Family Recipe Friday: Christmas Edition

When we cleared out my mother’s condo, I grabbed her recipe boxes with the intent of uploading the family favorites to share with my siblings.

I knew that there were a few cards in my grandmother’s handwriting that I wanted to save and possibly make. I’m one of the increasingly rare breed who love fruitcake and today share three Christmassy recipes.

The first is for Dark Christmas Cake. I recall these cakes arriving by mail (?) in Ottawa from my mother’s mom, Daisy Goddard, who lived in Toronto.

My Grandma Gear (Eva Daisy Goddard) in her kitchen on Nairn Ave, Toronto.

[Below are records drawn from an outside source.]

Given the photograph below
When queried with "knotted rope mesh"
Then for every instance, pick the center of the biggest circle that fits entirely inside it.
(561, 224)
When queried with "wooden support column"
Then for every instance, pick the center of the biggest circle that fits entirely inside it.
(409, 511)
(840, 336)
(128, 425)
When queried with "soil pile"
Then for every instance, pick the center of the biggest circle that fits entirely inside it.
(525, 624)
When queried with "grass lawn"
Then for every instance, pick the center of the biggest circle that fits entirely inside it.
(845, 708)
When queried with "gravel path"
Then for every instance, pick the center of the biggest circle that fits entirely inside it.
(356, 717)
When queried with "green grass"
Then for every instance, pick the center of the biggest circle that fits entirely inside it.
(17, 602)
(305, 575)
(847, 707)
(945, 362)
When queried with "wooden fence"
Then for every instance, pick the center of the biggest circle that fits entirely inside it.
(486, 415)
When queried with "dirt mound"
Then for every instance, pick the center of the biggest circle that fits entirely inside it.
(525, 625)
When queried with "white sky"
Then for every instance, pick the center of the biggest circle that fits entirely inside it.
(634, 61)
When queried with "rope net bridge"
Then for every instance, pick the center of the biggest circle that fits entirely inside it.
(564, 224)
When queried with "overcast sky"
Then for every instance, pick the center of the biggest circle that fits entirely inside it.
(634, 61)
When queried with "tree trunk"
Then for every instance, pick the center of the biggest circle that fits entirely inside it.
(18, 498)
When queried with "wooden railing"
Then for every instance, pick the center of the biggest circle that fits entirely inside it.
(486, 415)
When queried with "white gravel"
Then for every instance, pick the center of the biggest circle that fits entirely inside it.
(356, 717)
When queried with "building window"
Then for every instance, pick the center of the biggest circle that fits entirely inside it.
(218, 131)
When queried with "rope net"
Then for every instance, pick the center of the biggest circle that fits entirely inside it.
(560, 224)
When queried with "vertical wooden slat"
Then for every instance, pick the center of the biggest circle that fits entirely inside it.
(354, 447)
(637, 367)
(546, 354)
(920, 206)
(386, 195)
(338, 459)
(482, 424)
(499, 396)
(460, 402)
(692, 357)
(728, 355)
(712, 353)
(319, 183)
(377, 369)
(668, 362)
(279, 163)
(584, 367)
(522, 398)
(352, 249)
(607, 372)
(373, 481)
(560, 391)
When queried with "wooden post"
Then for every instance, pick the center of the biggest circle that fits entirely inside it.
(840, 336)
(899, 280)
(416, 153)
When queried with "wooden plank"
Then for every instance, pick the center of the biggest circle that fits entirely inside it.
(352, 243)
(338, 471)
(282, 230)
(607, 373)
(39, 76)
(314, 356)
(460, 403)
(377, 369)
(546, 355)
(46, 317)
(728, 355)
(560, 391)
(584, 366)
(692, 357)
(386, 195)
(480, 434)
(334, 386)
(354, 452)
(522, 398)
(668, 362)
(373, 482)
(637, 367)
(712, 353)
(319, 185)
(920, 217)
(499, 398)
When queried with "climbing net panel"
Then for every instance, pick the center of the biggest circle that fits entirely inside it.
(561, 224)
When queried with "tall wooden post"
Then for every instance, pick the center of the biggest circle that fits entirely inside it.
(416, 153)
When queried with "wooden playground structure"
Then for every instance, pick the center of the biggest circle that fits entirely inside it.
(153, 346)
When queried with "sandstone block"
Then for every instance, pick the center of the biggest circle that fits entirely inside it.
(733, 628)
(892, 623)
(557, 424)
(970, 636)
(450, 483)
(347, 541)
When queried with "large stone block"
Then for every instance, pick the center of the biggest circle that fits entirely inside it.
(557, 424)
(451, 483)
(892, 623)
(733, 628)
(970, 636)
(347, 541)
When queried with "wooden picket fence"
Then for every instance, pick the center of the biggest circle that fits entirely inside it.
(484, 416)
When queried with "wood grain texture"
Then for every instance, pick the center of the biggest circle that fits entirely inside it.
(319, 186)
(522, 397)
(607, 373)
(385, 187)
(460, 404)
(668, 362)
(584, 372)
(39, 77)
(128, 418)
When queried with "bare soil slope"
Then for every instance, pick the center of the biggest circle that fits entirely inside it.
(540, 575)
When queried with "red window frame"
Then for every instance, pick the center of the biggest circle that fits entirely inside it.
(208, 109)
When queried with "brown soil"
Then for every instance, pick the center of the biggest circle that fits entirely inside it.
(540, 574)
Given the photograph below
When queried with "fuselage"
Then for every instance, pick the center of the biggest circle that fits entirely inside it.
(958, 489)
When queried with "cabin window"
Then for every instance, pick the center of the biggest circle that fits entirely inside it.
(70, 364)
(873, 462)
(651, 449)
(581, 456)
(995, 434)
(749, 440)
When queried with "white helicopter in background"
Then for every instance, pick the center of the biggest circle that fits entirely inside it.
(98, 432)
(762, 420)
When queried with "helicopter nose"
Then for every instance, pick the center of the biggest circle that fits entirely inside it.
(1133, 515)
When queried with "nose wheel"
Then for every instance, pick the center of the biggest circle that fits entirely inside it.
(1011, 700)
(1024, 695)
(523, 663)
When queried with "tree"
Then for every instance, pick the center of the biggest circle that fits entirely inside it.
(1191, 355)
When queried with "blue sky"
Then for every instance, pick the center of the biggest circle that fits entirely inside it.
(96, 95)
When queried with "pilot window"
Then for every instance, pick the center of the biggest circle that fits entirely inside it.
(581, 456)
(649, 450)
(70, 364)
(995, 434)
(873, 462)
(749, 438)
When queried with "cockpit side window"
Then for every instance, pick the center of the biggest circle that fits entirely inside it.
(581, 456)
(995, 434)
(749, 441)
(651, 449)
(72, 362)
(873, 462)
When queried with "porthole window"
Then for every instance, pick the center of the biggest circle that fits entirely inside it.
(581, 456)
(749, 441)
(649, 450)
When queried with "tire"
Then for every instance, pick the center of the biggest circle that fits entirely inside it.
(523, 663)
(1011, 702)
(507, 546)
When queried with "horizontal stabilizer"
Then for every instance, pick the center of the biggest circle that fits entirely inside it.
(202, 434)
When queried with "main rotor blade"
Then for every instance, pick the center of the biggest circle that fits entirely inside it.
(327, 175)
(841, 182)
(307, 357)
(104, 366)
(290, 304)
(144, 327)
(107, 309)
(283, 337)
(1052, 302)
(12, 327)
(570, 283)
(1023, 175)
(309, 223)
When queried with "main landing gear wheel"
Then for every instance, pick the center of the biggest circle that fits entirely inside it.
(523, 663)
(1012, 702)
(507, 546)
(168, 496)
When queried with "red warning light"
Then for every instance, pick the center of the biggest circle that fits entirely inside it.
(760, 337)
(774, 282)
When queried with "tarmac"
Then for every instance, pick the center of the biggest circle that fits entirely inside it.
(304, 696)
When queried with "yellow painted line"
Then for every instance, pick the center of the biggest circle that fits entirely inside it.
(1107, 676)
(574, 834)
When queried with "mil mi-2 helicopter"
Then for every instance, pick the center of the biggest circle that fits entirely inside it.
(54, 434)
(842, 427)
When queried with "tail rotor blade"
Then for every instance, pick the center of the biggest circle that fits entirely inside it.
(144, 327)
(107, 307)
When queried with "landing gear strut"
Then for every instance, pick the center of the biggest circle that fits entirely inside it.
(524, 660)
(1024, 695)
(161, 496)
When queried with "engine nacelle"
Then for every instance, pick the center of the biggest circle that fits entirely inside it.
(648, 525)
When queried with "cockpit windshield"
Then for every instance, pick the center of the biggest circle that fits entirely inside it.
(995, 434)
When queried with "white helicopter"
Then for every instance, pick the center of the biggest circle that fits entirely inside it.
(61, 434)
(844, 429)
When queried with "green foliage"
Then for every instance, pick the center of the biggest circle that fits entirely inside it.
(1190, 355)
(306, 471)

One day, I came home from school to find a syringe in the sink and the cake on the counter. My mother (a physician) had been injecting some kind of alcohol into it well in advance of Christmas so that it would have time to absorb the goodness. The recipe is in my grandmother’s handwiting.

Family Christmas recipes_0001

Next up is a recipe for Mince Meat from Daisy’s mother, Emily Minnie Price. Minnie was born in 1869 in Chester, England, the second of four children of James Dobb Price (bookkeeper) and his wife Eliza Rycroft (a grocer).

Emily Minnie Price
Emily Minnie Price

Minnie’s mother died in 1881 when she was twelve and she and her sister went to live with her maternal grandmother, Sarah Rycroft, and three of Sarah’s unmarried children, then in their 20s. Sarah was a pawnbroker with a shop at 26 Princess Street. The younger two children went to live with their paternal grandmother mother.

Minnie emigrated to Toronto in 1889 a couple of years after Sarah died and, two years later, married my grandfather, Stephen Robert Goddard. Here is her Mince Meat recipe: it has no instructions, just the ingredients, which was probably pretty common in those days.

A Christmas Pudding recipe labelled “Grandma Gear’s” was from my great grandmother Janet Forbes Morren. She was from Aberdeen and emigrated to Canada in 1899 where she married a Walter Gear in Calgary. Janet’s father, WIlliam Morren, was an engineer and was away a good bit of the time on steam ships. (The census regularly showed his civil parish as “Vessels”.) Janet’s mother, Barbara Gordon, died in 1886 when Janet was just eight years old, and she and her sister Margaret went to live with her older sister Williamina (who was 15 years her senior) in Edinburgh (then Leith North.) She ended up in Toronto (a long story for another time) and lived close by my grandmother and family.

Her Christmas Pudding recipe. Again, no instructions.

Family Christmas recipes_0002

Would love to hear from relatives who have stories or anecdotes about these recipes or these three women. The second and third recipe are in the same handwriting. Can anyone identify it? I hope to take a crack at the recipes in about six months.